La crisi della pesca in Senegal spinge le canoe verso le isole Canarie.

Non tutti i migranti che viaggiano sui cayucos che partono dal Senegal verso le isole Canarie sono pescatori, ma senza di loro e le loro barche , il gran numero di giovani che arrivano a Gran Canaria , Tenerife o El Hierro non sarebbe possibile. Da oltre due decenni la pesca artigianale, che sostiene il 3% della popolazione, sta attraversando una profonda crisi a causa della pesca eccessiva , delle pratiche illegali, dell'opacità e della cattiva gestione. Le specie più redditizie presenti nella dieta del Paese stanno diventando sempre più rare e la migrazione irregolare si sta affermando sia come alternativa per i giovani, sia come attività commerciale per i proprietari di pescherecci. Un rapporto completo della ONG Environmental Justice Foundation (EJF), pubblicato questo martedì, stabilisce il legame tra le due realtà.
La pesca tradizionale riveste un'importanza vitale in Senegal, non solo dal punto di vista economico. Secondo il rapporto sopra menzionato, le loro catture rappresentano il 68% degli alimenti di origine animale consumati dalla popolazione e sono anche fortemente legate alle usanze e all'identità delle comunità costiere. Non a caso il piatto nazionale consumato quasi quotidianamente, la thieboudienne , è a base di pesce.
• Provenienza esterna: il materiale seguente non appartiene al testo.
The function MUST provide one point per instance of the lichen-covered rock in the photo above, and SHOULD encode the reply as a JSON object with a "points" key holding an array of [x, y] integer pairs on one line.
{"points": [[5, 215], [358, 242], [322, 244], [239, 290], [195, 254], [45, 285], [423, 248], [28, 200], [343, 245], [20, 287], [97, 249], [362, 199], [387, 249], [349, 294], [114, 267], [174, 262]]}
Tuttavia, negli ultimi anni, il consumo è sceso da circa 29 chili a persona all'anno a circa 18. La scarsità di specie pelagiche tradizionali sul mercato locale e il loro aumento dei prezzi sono una conseguenza diretta della pesca eccessiva, in particolare della pesca industriale, che esporta nei mercati asiatici ed europei, e dell'uso di tecniche proibite o molto aggressive, come la pesca a strascico.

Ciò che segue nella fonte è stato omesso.